Он посопел, подумал.
— Еще и на Машку, ага, на одну!
— И на Машку,— я согласился.
Проводили глазами желтое облачко, медленно отплывавшее в вышину, вдохнули вновь посвежевший воздух. Полем он пахнул, спелой травой, полузабытым моим деревенским детством. Вася вскочил, кинулся к Машке, обнял ее за шею, щекой припал. Машка очнулась, взбрыкнула, пустилась стремглав по склону.
— Оставь, — придержал я. — В деревню со страху рванула. Что б на чужом огороде в плетне ей рогами увязнуть, пока не приспеет хозяйка с хворостиной поздоровей!
— Ага, с хворостиной!
И оба мы весело расхохотались. Одинаково звонко, будто сравнявшись в годах. А и на деле бы каждому стоило с этой минуты заново счет своей жизни начать...
РАССКАЗ О ВОСЬМИ КОЛОДЦАХ
С пуговицы начну. Хоть и можно бы, верно, удачней сравнение отыскать. Но примеры берутся где ближе. А ближе всего человеку что? Профессия, дело всей жизни. А если дел таких два? Тогда и выходит само собой: об одном говоришь, из другого пример приводишь.
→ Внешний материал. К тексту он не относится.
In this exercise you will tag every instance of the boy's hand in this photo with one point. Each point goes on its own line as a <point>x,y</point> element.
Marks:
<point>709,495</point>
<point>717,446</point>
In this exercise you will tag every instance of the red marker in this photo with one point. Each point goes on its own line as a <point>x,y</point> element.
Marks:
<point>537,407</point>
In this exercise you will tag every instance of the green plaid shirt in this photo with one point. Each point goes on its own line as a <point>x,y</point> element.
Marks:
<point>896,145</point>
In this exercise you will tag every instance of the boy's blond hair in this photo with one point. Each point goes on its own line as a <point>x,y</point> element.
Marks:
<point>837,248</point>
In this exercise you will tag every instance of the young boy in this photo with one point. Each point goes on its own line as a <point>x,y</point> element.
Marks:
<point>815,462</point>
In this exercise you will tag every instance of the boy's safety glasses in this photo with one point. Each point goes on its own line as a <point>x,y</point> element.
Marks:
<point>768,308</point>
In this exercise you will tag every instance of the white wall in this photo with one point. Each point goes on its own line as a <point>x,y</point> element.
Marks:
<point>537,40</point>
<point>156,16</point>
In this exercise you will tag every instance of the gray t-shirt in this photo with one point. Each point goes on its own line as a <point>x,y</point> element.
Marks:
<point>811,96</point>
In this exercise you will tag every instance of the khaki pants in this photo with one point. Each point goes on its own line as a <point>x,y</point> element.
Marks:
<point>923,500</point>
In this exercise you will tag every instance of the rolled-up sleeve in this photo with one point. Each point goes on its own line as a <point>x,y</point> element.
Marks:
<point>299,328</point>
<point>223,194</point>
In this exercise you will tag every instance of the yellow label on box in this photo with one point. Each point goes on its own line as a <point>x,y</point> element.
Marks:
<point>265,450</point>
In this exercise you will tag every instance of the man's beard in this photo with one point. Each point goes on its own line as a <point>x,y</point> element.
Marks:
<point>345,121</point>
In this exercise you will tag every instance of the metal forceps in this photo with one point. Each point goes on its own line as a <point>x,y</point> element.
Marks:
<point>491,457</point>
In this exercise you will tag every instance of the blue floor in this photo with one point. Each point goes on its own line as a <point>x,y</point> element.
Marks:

Более тридцати лет жизни минером мне прослужить довелось. И неполные тридцать — старшиной роты. Должность по штату одна, а профессий две, и достаточно разных. Но немало и общего есть, хоть со стороны, может быть, и не видно.
Прежде всего — это глаз. Внимчивый, любопытный. Въедливый — тоже могут назвать. Кому он некстати придется.
Вот и с пуговицей пример. С той самой, что отлетает у нерадивых солдат как раз за минуту до утреннего осмотра. Только ухватит, бедняга, в петлю ее продеть, и почувствует слабину, а затем и обидную пустоту в щепоти. Бряк — покатилась, закручиваясь, под койку. Ехидной такой завихряющейся дугой, как петух вокруг курочки пишет. Тьфу ты, нечисть, будто того и ждала!
Ну что теперь? Нитку хватать с иголкой? Только обманывать зря себя. Вон уже и дневальный, голосом тоже до крайности неприятным, выпевает, будто нарочно для вас: «Пр-ригото-о-вить-ся...» Старается, будет ефрейтор. Он-то будет, а вам приготовиться. А к чему? Слушать очередную мораль перед строем? Из-за какой-то несчастной... И главное, ведь предчувствовал, вот же и пальцы-то задержались, как ее очередь подошла. Второй день на сопле паслась, если уж откровенно. Думал, и третий подержится. Индюк думал!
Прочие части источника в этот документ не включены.